Lizzie Skurnick on the Language Used Against Women

What women are doing to reclaim their power

Lizzie Skurnick on the Language Used Against Women

It seems like there is a whole arsenal of words that attempt to undermine women – but what if some of those very words could liberate us? Writer and critic Lizzie Skurnick does a deep dive into this topic in her book, Pretty Bitches: On Being Called Crazy, Angry, Bossy, Frumpy, Feisty, and All the Other Words That Are Used to Undermine Women.
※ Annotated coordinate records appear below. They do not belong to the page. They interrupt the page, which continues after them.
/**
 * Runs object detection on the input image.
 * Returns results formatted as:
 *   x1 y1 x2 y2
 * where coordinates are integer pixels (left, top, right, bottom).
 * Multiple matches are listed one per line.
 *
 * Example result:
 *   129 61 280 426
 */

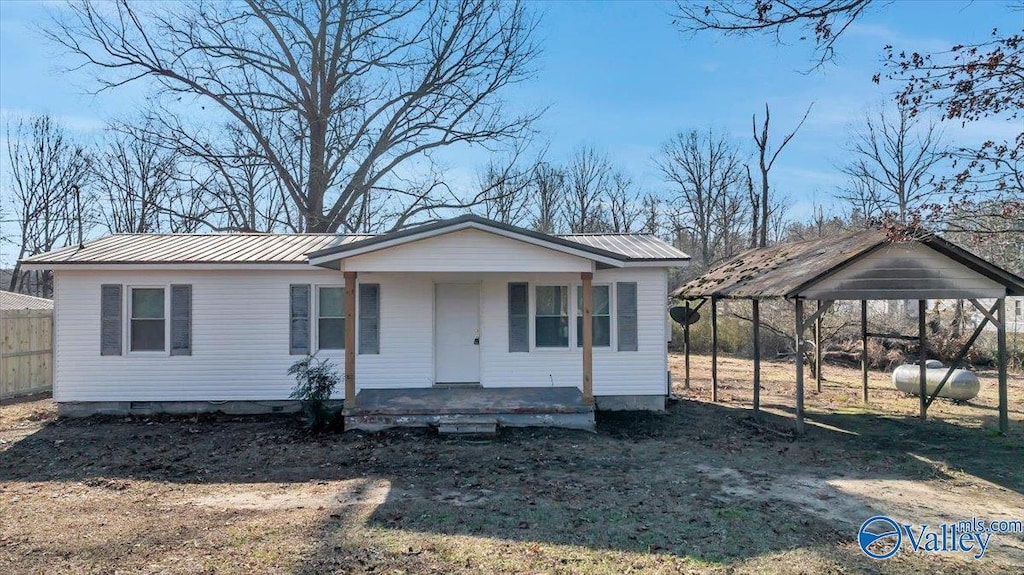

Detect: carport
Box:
672 229 1024 434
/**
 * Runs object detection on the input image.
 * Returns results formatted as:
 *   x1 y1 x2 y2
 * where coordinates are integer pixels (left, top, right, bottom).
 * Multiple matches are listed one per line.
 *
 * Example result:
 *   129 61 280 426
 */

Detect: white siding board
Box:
54 262 668 402
341 229 594 272
800 244 1006 300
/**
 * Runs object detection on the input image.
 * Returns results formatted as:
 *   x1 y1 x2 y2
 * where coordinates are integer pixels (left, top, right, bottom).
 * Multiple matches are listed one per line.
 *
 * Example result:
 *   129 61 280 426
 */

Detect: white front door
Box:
434 283 480 384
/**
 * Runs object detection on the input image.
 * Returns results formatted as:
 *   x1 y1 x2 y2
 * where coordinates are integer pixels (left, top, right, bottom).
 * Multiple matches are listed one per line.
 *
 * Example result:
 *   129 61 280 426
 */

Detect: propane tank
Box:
893 359 981 401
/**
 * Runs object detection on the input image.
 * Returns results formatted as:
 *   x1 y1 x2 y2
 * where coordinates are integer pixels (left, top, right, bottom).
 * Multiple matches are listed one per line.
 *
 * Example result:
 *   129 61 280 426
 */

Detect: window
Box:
577 285 611 348
534 285 569 348
316 288 345 350
129 288 166 351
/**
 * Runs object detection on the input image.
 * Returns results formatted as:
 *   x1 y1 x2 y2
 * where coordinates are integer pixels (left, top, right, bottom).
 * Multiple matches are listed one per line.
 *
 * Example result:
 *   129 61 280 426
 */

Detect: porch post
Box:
345 271 356 407
580 271 594 405
860 300 867 403
918 300 928 422
794 297 804 435
995 297 1010 435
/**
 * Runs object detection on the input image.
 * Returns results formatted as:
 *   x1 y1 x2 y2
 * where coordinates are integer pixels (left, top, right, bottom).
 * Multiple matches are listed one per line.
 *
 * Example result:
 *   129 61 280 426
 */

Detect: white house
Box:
23 216 689 425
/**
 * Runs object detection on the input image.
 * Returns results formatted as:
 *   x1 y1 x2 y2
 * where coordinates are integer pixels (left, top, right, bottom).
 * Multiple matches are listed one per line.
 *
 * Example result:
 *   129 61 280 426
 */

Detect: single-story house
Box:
22 215 689 425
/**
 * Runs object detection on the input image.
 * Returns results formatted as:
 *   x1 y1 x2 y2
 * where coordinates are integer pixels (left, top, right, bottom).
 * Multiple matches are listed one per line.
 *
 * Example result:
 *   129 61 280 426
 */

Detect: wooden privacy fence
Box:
0 309 53 399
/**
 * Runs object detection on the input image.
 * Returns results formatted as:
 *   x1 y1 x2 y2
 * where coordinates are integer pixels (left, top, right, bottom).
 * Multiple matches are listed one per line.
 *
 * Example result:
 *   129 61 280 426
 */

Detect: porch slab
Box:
342 388 594 431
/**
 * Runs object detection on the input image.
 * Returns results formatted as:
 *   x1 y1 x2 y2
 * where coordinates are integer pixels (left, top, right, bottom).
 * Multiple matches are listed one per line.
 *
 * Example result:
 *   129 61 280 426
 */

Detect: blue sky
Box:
0 0 1024 229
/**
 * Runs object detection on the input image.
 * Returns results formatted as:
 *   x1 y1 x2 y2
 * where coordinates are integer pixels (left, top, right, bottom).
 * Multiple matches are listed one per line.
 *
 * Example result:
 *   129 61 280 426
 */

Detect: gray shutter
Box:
171 283 191 355
509 282 529 352
289 283 310 355
615 281 637 351
99 283 123 355
358 283 381 354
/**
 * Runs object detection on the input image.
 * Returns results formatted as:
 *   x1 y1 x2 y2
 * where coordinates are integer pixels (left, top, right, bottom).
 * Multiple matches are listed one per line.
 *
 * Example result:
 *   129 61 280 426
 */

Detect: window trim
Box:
310 283 346 354
572 281 615 351
122 283 171 357
529 281 575 353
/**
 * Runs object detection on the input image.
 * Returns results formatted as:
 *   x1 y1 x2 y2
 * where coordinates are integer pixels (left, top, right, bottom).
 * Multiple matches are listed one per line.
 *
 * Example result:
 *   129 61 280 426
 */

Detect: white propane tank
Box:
893 359 981 401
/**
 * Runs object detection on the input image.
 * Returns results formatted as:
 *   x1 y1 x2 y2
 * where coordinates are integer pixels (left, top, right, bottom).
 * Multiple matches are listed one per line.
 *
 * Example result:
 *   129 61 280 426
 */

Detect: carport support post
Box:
345 271 356 407
995 298 1010 435
580 271 594 405
683 300 690 390
794 298 804 435
711 296 718 402
918 300 928 422
814 300 821 393
860 300 867 403
751 298 761 419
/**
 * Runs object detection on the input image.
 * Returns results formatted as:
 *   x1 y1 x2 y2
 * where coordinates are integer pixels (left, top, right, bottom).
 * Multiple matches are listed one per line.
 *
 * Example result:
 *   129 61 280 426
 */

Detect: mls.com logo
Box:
857 515 903 559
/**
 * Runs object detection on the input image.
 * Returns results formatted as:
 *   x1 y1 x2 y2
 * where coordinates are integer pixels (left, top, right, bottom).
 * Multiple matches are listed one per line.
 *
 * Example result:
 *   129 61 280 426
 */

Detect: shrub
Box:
288 355 341 431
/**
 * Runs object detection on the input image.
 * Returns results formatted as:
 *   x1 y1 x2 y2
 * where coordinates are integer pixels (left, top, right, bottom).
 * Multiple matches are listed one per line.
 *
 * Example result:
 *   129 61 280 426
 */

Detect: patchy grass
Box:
0 356 1024 573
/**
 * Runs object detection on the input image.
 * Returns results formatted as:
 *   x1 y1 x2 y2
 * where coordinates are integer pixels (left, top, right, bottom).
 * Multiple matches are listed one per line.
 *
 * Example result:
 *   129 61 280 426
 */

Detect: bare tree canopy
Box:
840 102 946 224
654 130 746 266
748 103 814 248
48 0 538 231
675 0 872 65
2 116 92 297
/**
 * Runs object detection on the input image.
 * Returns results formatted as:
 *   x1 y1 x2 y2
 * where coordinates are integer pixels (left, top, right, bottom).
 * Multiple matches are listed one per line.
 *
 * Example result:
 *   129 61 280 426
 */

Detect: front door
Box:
434 283 480 384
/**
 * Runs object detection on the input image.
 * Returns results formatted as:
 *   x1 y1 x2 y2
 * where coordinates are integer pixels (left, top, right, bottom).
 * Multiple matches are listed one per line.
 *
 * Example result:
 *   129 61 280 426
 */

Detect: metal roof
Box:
672 229 1024 299
0 291 53 310
559 233 690 260
23 216 690 265
24 233 370 264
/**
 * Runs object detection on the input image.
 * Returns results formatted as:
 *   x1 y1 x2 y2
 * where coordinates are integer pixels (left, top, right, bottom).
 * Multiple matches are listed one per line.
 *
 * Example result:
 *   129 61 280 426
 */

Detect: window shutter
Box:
509 283 529 352
615 281 637 351
289 283 310 355
171 283 191 355
358 283 381 354
99 283 122 355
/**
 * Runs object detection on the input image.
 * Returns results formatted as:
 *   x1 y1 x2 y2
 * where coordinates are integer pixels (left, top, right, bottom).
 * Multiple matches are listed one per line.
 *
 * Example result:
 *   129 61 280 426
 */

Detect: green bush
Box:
288 355 341 431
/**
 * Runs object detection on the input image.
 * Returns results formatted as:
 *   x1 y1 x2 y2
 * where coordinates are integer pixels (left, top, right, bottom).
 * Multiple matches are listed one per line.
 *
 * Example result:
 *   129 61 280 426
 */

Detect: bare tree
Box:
840 106 945 224
748 103 814 248
4 116 92 297
606 172 643 233
654 131 744 266
675 0 871 65
529 162 565 233
562 145 614 233
49 0 537 231
92 126 180 233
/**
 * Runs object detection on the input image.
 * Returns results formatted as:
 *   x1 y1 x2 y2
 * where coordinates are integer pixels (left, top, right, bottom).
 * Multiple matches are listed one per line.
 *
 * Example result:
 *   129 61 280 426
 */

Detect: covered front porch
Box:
342 387 594 431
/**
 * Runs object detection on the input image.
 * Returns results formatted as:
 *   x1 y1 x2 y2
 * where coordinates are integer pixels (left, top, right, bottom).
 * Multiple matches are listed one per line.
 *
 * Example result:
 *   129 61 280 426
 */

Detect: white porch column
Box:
580 271 594 405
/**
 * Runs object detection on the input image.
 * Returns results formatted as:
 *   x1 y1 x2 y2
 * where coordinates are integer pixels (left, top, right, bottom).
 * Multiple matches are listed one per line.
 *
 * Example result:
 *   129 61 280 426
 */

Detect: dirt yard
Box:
0 356 1024 574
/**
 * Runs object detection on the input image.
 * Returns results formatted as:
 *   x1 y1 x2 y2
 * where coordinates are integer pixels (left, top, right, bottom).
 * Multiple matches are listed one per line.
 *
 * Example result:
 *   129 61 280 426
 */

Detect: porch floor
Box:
342 387 594 431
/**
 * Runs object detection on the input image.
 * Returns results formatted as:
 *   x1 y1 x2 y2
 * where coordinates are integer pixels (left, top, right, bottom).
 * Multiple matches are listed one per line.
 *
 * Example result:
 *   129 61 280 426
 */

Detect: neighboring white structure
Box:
23 216 689 412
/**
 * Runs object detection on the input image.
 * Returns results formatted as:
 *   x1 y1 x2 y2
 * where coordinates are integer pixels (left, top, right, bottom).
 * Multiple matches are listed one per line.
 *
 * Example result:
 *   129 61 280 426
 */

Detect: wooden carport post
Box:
860 300 867 403
683 300 690 390
794 298 804 435
814 300 823 393
344 271 356 408
580 271 594 405
995 297 1010 435
711 296 718 403
751 298 761 419
918 300 928 422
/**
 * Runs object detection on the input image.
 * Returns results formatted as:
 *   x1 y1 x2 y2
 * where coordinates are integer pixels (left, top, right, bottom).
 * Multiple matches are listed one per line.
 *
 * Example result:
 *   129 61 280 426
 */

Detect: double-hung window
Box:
128 288 167 351
577 285 611 348
316 286 345 350
534 285 569 348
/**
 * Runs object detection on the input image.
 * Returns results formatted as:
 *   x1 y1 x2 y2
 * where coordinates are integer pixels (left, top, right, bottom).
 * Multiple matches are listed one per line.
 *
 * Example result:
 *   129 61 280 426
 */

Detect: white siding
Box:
341 229 593 272
54 268 668 401
800 244 1006 300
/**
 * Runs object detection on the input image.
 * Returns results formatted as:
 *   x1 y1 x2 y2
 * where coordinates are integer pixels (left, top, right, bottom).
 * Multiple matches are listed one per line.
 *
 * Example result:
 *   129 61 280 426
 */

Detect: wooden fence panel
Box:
0 310 53 399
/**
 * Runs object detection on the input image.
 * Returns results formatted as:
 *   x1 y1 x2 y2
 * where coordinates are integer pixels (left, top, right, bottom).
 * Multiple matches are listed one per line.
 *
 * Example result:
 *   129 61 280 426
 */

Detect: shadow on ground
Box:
0 392 1024 572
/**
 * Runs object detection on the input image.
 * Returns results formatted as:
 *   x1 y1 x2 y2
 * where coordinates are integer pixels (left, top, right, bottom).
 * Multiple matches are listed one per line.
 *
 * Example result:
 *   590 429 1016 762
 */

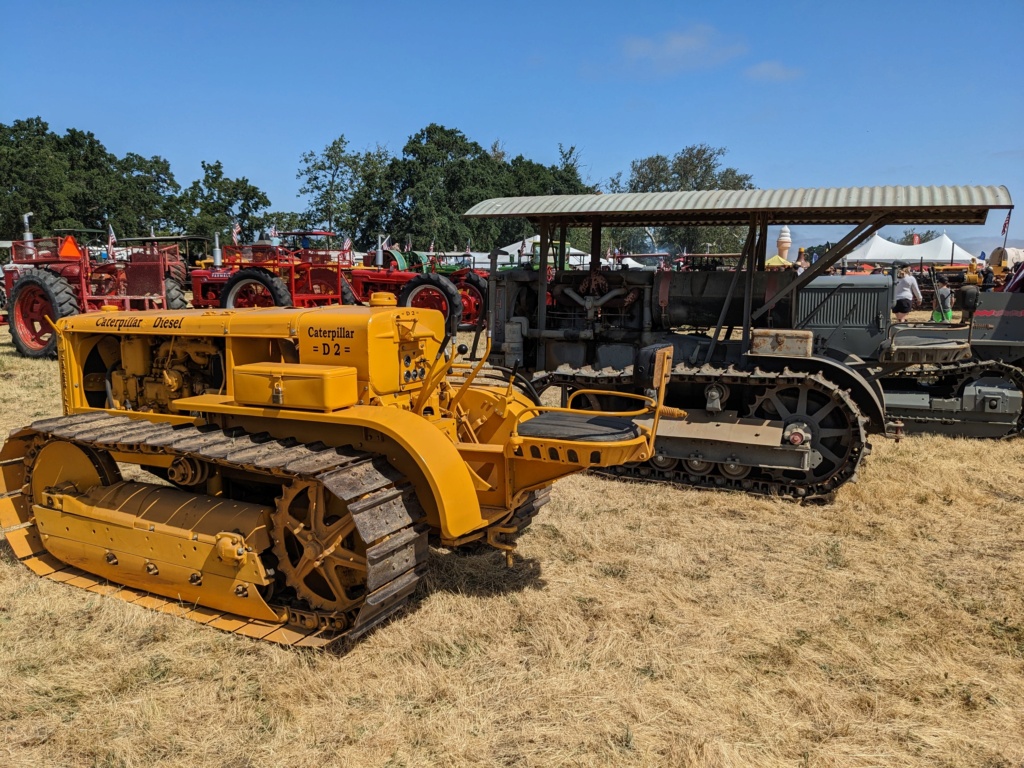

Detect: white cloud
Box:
744 61 804 83
623 25 746 76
In this anthology of essays written by women from different walks of life, each tackles a word, its meaning, and its impact on them. Skurnick told the Chronicle how the 2016 presidential election – and specifically the language directed at women over the course of the election – inspired her to write this book.

“You can’t tell the story of how language affects women unless you can hear from a diverse range of women.” – Lizzie Skurnick

"After Hillary lost the presidency, I started to think about all the words women had invented to describe our experiences: mansplaining, #MeToo, revenge porn, toxic masculinity, and others," Skurnick explained. "But then I also started thinking about the seemingly neutral, everyday words women are called that can have huge influences on our lives, from 'lucky' to 'pretty' to 'small.' Once I began to ask writers to contribute and realized each woman had her word,' I knew this was a larger story we all had to tell. I was amazed to find out the words women had – we have everything from outright insults to words you're supposed to take as a compliment."

Skurnick said the women writers who contributed to the book chose words like "nurturing," "sweet," "ambitious," and "mature" that have been used against them, rather than writing about more transparently aggressive words like "bitch," "slut," or "cunt." Out of all the essays featured in the book, Adaora Udoji's "Too" struck Skurnick the most, so she used Udoji's essay to launch the book.

"[Udoji's essay] seemed to encapsulate the entire problem so much: 'Too' is barely a word on its own, and yet it has this outsized influence on major choices when we are called 'too' something," Skurnick said.

Selecting a wide range of women with a variety of backgrounds, identities, and experiences was also important for telling the stories in the book, because words across cultures have different meanings, Skurnick said.

"For instance, in 'Small,' Beth Bich Minh Nguyen talks about how being called 'small' was another way for the predominantly white community she lived in to call her foreign, Vietnamese," Skurnick said. "But she was also surprised when she went to college and so many women called her small as a compliment – being 'small,' there, was desirable. You can't tell the story of how language affects women unless you can hear from a diverse range of women.

"After I read each essay, I felt inspired and also relieved – with each word, it was like this burden I could put down," Skurnick said. "It was so marvelous to join with all these women and get rid of a weight I didn't even realize I was carrying. I hope [readers] can find their word, and then realize they can junk it, too."